De manière générale, la Géorgie attendait une plus vive opposition au sein de la communauté internationale, mais se réjouit que l’Union européenne ait offert une solution, et la remercie pour son action. La coopération avec les Etats-Unis va continuer, mais pour l’avenir le partenariat le plus prometteur en terme d’intégration semble incontestablement celui à construire avec l’Union européenne.
M. Daniel Paul, président du groupe d’amitié France-Géorgie. Je voudrais souligner que le Caucase offre aujourd’hui une image aussi inquiétante que les Balkans il y a quelques années. Dès lors, comment espérer trouver une solution ? Les conflits qui règnent dans la région ne datent pas d’hier. Peut-on apaiser ces tensions, très anciennes, en faisant appel à des puissances extérieures ? La négociation ne doit-elle pas être privilégiée par rapport à l’affrontement, dont les conséquences récentes auraient pu être beaucoup plus graves si les dirigeants politiques n’avaient su faire montre d’une certaine retenue ?
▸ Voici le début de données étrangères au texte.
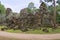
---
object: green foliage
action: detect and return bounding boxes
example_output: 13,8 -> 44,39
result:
28,2 -> 34,9
0,3 -> 6,14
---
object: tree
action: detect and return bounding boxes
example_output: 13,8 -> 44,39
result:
28,2 -> 34,9
39,0 -> 57,28
0,2 -> 6,24
0,2 -> 6,14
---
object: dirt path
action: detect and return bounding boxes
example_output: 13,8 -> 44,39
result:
0,31 -> 60,39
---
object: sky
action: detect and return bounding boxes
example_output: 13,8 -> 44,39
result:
0,0 -> 40,13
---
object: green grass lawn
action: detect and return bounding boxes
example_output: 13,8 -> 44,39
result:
0,26 -> 60,34
0,36 -> 60,40
0,36 -> 22,40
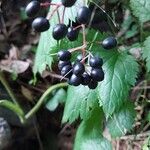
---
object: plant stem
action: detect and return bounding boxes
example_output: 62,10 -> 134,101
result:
25,83 -> 68,120
0,71 -> 19,106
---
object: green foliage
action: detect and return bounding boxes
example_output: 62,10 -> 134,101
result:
46,89 -> 66,111
62,85 -> 98,123
143,36 -> 150,71
98,51 -> 138,117
130,0 -> 150,23
107,101 -> 136,138
74,108 -> 112,150
33,0 -> 86,74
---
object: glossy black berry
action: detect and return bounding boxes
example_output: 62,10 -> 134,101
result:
58,50 -> 71,61
32,17 -> 50,32
25,1 -> 40,17
53,24 -> 68,40
102,37 -> 117,49
88,80 -> 98,90
73,62 -> 85,76
89,56 -> 103,68
67,27 -> 79,41
82,72 -> 91,85
61,65 -> 72,78
58,61 -> 71,70
68,74 -> 82,86
61,0 -> 77,7
76,54 -> 88,62
91,68 -> 104,81
77,6 -> 91,24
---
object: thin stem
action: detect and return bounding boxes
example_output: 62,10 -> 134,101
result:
82,25 -> 87,63
46,5 -> 61,20
69,45 -> 86,53
0,71 -> 19,106
40,2 -> 62,7
25,83 -> 68,119
61,7 -> 66,23
57,9 -> 61,23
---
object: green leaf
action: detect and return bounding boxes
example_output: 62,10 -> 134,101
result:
98,50 -> 138,117
74,108 -> 112,150
143,36 -> 150,71
33,0 -> 86,74
46,89 -> 67,111
130,0 -> 150,23
62,85 -> 98,123
107,101 -> 136,138
142,137 -> 150,150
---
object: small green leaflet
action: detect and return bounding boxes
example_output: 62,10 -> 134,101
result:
74,108 -> 112,150
46,89 -> 67,111
62,85 -> 98,123
107,101 -> 136,138
130,0 -> 150,23
143,36 -> 150,71
98,50 -> 138,117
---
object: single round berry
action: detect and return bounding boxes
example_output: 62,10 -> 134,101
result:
67,27 -> 79,41
82,72 -> 91,85
76,54 -> 88,62
58,61 -> 71,70
91,68 -> 104,81
88,80 -> 98,90
77,6 -> 92,24
25,1 -> 40,17
58,50 -> 71,61
61,0 -> 77,7
32,17 -> 50,32
68,74 -> 82,86
61,65 -> 72,78
73,62 -> 85,76
53,24 -> 68,40
102,37 -> 117,49
89,56 -> 103,68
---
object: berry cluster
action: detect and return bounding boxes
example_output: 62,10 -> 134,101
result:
58,50 -> 104,89
26,0 -> 117,89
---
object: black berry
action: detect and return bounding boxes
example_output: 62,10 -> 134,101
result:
61,0 -> 77,7
88,80 -> 98,90
58,61 -> 71,70
89,56 -> 103,68
53,24 -> 68,40
58,50 -> 71,61
61,65 -> 72,78
76,54 -> 88,62
67,27 -> 79,41
102,37 -> 117,49
77,6 -> 91,24
82,72 -> 91,85
25,1 -> 40,17
32,17 -> 50,32
91,68 -> 104,81
73,62 -> 85,76
68,74 -> 82,86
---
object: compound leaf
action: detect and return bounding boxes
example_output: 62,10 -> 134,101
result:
62,85 -> 98,123
98,50 -> 138,117
130,0 -> 150,23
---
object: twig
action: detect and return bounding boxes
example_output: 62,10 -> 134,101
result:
25,83 -> 68,120
0,71 -> 20,107
120,131 -> 150,140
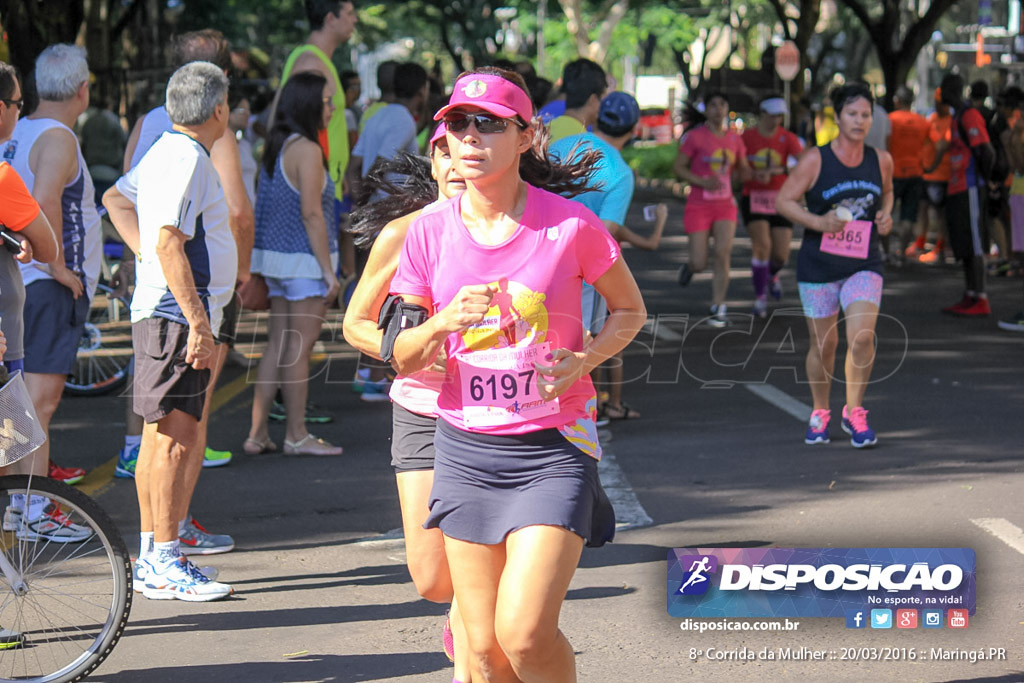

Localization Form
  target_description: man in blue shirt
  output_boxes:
[550,92,669,419]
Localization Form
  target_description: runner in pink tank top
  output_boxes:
[391,68,646,681]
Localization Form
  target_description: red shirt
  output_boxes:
[743,126,804,196]
[0,162,39,231]
[889,110,931,178]
[948,106,989,195]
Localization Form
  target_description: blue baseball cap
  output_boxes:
[597,91,640,137]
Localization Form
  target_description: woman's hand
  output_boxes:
[440,285,495,334]
[874,211,893,236]
[324,272,341,306]
[817,209,847,233]
[534,348,587,400]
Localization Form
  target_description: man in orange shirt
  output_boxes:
[882,85,930,260]
[906,89,953,263]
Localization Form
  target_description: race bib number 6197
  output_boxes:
[459,342,558,427]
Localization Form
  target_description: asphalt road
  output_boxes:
[52,188,1024,683]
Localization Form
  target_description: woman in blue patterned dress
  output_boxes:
[244,73,341,456]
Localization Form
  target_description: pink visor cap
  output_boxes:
[434,74,534,123]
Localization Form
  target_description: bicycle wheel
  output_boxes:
[0,475,132,683]
[65,285,132,396]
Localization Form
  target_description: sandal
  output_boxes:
[242,436,278,456]
[604,401,640,420]
[285,434,343,456]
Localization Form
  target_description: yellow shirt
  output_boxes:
[814,106,839,147]
[281,45,348,200]
[548,114,587,142]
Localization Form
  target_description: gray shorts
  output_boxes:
[423,420,615,548]
[25,280,90,375]
[391,401,437,472]
[131,317,210,424]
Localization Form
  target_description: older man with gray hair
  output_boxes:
[2,44,100,543]
[104,61,238,602]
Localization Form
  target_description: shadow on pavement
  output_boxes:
[125,598,444,638]
[90,652,452,683]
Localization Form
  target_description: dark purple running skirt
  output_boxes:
[423,420,615,548]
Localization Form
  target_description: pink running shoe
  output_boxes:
[804,409,831,445]
[441,616,455,664]
[843,405,879,449]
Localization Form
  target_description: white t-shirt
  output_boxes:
[117,131,239,336]
[352,103,420,177]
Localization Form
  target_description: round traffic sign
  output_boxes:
[775,40,800,81]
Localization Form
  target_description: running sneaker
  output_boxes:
[270,400,334,425]
[3,501,92,543]
[178,515,234,555]
[131,560,220,593]
[138,557,231,602]
[942,295,992,317]
[708,303,729,328]
[754,296,768,317]
[843,405,879,449]
[47,460,85,485]
[999,311,1024,332]
[804,409,831,445]
[114,444,139,479]
[441,614,455,664]
[0,628,25,650]
[203,446,231,467]
[676,263,693,287]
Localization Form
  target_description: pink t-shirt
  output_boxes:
[679,125,746,203]
[391,186,621,444]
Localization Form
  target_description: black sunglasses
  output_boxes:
[444,114,524,135]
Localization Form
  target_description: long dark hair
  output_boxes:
[457,67,601,197]
[348,152,437,247]
[263,72,327,178]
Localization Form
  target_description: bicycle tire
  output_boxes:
[0,475,132,683]
[65,284,132,396]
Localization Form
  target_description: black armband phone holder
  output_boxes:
[377,294,430,360]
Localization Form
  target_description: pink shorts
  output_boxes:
[797,270,883,318]
[1010,195,1024,252]
[683,199,736,234]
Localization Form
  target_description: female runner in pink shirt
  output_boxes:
[673,92,751,328]
[391,69,646,683]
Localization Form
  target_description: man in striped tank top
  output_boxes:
[2,44,100,541]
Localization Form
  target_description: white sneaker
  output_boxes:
[131,561,220,593]
[3,502,92,543]
[137,557,231,602]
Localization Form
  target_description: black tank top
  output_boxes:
[797,144,883,283]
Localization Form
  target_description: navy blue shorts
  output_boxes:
[423,420,615,548]
[25,280,91,375]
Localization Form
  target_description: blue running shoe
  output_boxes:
[114,445,138,479]
[804,410,831,445]
[843,405,879,449]
[131,560,220,593]
[138,557,231,602]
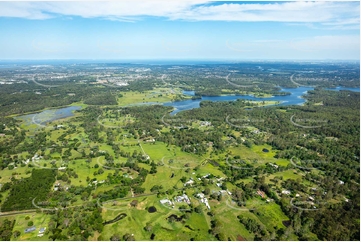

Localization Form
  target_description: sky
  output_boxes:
[0,0,360,61]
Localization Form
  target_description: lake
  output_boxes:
[16,106,81,126]
[163,86,360,115]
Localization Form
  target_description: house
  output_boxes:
[174,194,191,204]
[257,190,266,198]
[268,163,278,169]
[159,199,174,206]
[197,193,204,199]
[184,178,194,186]
[201,197,211,210]
[24,226,36,233]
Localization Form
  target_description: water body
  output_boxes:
[325,87,360,92]
[163,87,314,115]
[17,106,81,126]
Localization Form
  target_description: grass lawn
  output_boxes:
[9,213,51,241]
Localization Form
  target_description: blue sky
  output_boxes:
[0,0,360,60]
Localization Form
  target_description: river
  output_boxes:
[163,86,360,115]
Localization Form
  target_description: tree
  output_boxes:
[194,205,202,213]
[203,187,211,195]
[110,234,121,241]
[130,200,138,207]
[13,230,21,238]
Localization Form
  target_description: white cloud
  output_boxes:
[0,0,360,27]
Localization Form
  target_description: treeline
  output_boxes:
[1,169,57,211]
[0,82,116,116]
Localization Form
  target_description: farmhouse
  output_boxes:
[24,226,36,233]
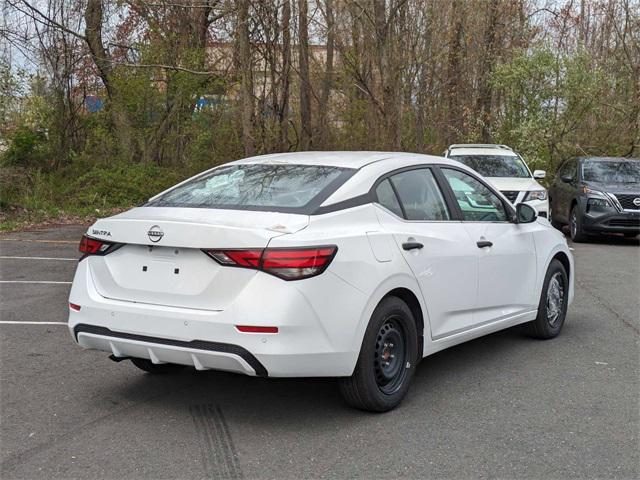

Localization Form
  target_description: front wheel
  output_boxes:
[340,297,419,412]
[131,358,185,375]
[525,259,569,340]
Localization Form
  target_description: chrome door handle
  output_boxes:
[402,242,424,250]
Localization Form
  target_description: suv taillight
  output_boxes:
[78,235,122,260]
[203,245,338,280]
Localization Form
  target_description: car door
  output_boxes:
[553,159,578,223]
[440,167,537,326]
[374,167,478,339]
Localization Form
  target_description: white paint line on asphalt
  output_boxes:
[0,320,69,325]
[0,255,78,262]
De plus, comment l’Union européenne peut-elle admettre que l’OTAN s’implique dans le règlement d’un problème qui la concerne seule ? Les dirigeants européens ont eux-mêmes refusé de faire appel à l’OTAN, soulignant par là qu’ils privilégiaient une solution européenne. Comment tenir compte de cet état de fait, alors même que des militaires américains sont présents dans la zone de conflit ?
Enfin, il est clair que la Realpolitik, appliquée à la région concerne principalement la distribution du pétrole et du gaz. Les grandes puissances ne se résoudront jamais à mettre leurs intérêts en cause dans ces domaines, et privilégieront donc la négociation à toute autre forme d’action.
M. Mamuka Kudava. L’offensive militaire russe avait été prévue de longue date par la Russie, et la Géorgie ne pouvait pas y répondre autrement que par la force. Une telle réaction s’explique par le fait que les conflits abkhaze et sud ossète ne concernent pas seulement deux territoires mais pourraient, à terme, signer le retour d’un Etat entier dans l’orbite russe.
Concernant l’OTAN, celle-ci doit être vue comme un outil, l’alliance recherchée par la Géorgie passant en réalité par l’Union européenne. La présence américaine en Géorgie est limitée à une centaine d’instructeurs militaires. Des forces armées d’autres pays sont présentes en Géorgie, en provenance notamment de Turquie, d’Allemagne ou de France.
S’agissant de l’énergie, il existe aujourd’hui deux pipelines qui traversent la Géorgie. Un projet complémentaire existe, Nabucco, qui permettrait à l’Europe de diversifier d’avantage son approvisionnement, en s’ouvrant une voie vers la mer Caspienne qui contournerait la Russie. Cette dernière nourrit en effet l’ambition de monopoliser entièrement le transit des ressources énergétiques vers l’Europe. La Géorgie offre son territoire à tout projet européen souhaitant s’abstraire de cette domination.
J’invite les membres de la Commission et du groupe d’amitié France – Géorgie à se rendre en Géorgie, une telle invitation ayant d’ores et déjà reçu l’approbation du Président du Parlement géorgien.
Le Président Axel Poniatowski remercie l’ambassadeur pour sa venue et pour la franchise de ses réponses.